Environmentalist group Potomac Conservancy launched an online petition this summer in protest of Trump National Golf Club’s 2010 decision to remove 465 trees along the Potomac River, claiming this construction has severely damaged the surrounding environment.
Donald Trump, a leading Republican presidential candidate and businessman, purchased 800 acres from Loudoun County in 2009 to create Trump National Golf Club Washington D.C., adding to his international portfolio of golf clubs that already has branches in the United States, Scotland, Dubai, Ireland and the United Arab Emirates. In the process, the club cleared trees along the river to provide unobstructed water views.
The Silver Springs, Md.-based Potomac Conservancy initially visited the club in 2010 and recommended several measures to restore the shoreline, but did not receive a response from the club, according to Senior Director of Communications Melissa Diemand.
“The action [of clearing the trees] has degraded water quality for outdoor enthusiasts such as fishers, paddlers, runners and bikers along the river,” Diemand said. “[Clearing shoreline trees] often negatively affects the five million residents’ drinking water that comes from the Potomac.”

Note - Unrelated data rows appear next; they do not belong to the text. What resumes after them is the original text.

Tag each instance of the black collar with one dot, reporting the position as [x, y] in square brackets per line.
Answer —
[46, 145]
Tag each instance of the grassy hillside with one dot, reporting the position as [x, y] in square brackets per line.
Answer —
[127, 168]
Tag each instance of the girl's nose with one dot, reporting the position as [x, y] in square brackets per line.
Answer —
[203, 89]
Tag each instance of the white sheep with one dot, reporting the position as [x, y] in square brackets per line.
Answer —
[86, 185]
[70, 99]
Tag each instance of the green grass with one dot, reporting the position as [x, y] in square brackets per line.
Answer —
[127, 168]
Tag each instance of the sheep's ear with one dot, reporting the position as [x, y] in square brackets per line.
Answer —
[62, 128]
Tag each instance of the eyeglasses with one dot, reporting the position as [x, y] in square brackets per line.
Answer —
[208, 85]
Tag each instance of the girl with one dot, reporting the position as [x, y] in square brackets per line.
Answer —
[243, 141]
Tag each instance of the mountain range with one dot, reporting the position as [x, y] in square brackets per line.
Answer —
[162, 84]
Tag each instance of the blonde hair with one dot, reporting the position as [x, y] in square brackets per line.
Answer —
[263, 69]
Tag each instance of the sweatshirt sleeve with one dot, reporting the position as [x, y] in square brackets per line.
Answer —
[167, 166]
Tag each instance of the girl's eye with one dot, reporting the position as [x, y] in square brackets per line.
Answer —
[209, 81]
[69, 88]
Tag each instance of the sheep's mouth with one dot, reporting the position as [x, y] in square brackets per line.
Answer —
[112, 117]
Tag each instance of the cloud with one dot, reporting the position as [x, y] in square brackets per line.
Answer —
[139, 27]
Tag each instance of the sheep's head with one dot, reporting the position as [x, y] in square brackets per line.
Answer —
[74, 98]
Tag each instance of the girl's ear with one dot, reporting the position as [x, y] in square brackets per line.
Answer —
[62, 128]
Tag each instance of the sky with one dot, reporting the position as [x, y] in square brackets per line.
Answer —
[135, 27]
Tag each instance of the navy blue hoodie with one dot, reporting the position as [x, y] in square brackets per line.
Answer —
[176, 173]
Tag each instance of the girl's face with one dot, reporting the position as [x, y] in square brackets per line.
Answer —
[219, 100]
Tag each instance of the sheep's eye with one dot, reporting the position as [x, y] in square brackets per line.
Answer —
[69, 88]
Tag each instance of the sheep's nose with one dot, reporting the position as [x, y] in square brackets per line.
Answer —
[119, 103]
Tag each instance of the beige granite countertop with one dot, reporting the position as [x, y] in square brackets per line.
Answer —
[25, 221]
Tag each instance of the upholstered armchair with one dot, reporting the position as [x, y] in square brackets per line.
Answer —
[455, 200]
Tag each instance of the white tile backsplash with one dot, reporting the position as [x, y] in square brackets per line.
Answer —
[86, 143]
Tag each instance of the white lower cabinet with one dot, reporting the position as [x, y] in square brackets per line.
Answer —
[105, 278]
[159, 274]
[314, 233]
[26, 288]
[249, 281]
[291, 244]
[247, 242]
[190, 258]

The organization decided to bring attention to the issue again this summer after Trump visited the club in June and spoke about how he owns the longest stretch of unobstructed views along the Potomac. The petition, which opened on change.org in July, calls for Trump to donate 500 mature trees to be replanted on the riverbank in Loudoun County. More than 6,000 supporters have signed the online petition, which will close Oct. 31.
After the petition closes, Potomac Conservancy will call for Trump to donate trees to Northern Virginia Regional Park, which will then be replanted along the shoreline.
“Whether or not Trump does the right thing, we are going to push forward and fight for clean water at the local level so that this tragedy doesn’t happen again in our backyard,” Diemand said.
After removing the trees in 2010, the Trump Organization later planted 100 trees elsewhere in the club and placed a grass layer along the shoreline to prevent soil erosion. In July 2011, the Loudoun Soil and Water Conservation District initiated an investigation into the impact of the tree removal.
Conservation District Chairman James Christian noted that the Trump Organization has made a conscious effort to minimize potential damages to the Potomac River and local neighborhoods.
According to Christian, the Trump Organization was already working with environmental consultants before the District’s investigation began.
“Mr. Trump has not broken any laws. He perfectly has the right to remove the trees in his land,” Christian said. “Our relationship with Trump’s organization was amicable, and they were very cooperative.”
Glen Barbour, communications officer of the Office of the County Administrator of Loudoun, also confirmed that the county’s zoning regulations did not prohibit the removal of trees along the Potomac.
Prior to the investigation, then-Vice Chairman of the Conservation District Chris Simmons criticized the tree-planting, expressing concern that it did not protect the waterway and that county residents would face increased pollutants and sediments.
However, Simmons ended the investigation in November 2011 and told the Loudoun Times-Mirror that the study evolved into a cooperative partnership with Trump.
“The Trump organization feels very strongly that there is a lot of common ground and that conservation is a sound business practice and is open and eager to work with us, and we are happy to partner with them on conservation riparian practices here in the county,” Simmons said.
The Loudoun County government also recommended the club replant the removed trees, but did not have the regulatory authority to require such action.
Potomac Environment Research and Education Center Associate Director Dann Sklarew said he doubted that 500 trees alone would make a substantial impact on the ecology of the 400 mile-long river.
However, Sklarew also raised concerns that converting land into a golf club can pose an even greater threat to the environment, since large-scale clubs often use artificial fertilizer to keep landscapes green.
“If that fertilizer is applied close to the river … then it may adversely affect the nutrient balance there or downstream,” Sklarew wrote in an email to The Hoya.
Brett Walls, a member of environmental nonprofit Potomac Riverkeeper Network, also said that a use of fertilizers may become a larger problem than soil erosion.
“Compared to what comes downstream from up the river, [the erosion of the riverbank] is going to be pretty minute,” Walls said.
The Trump National Golf Club did not respond to requests for comment.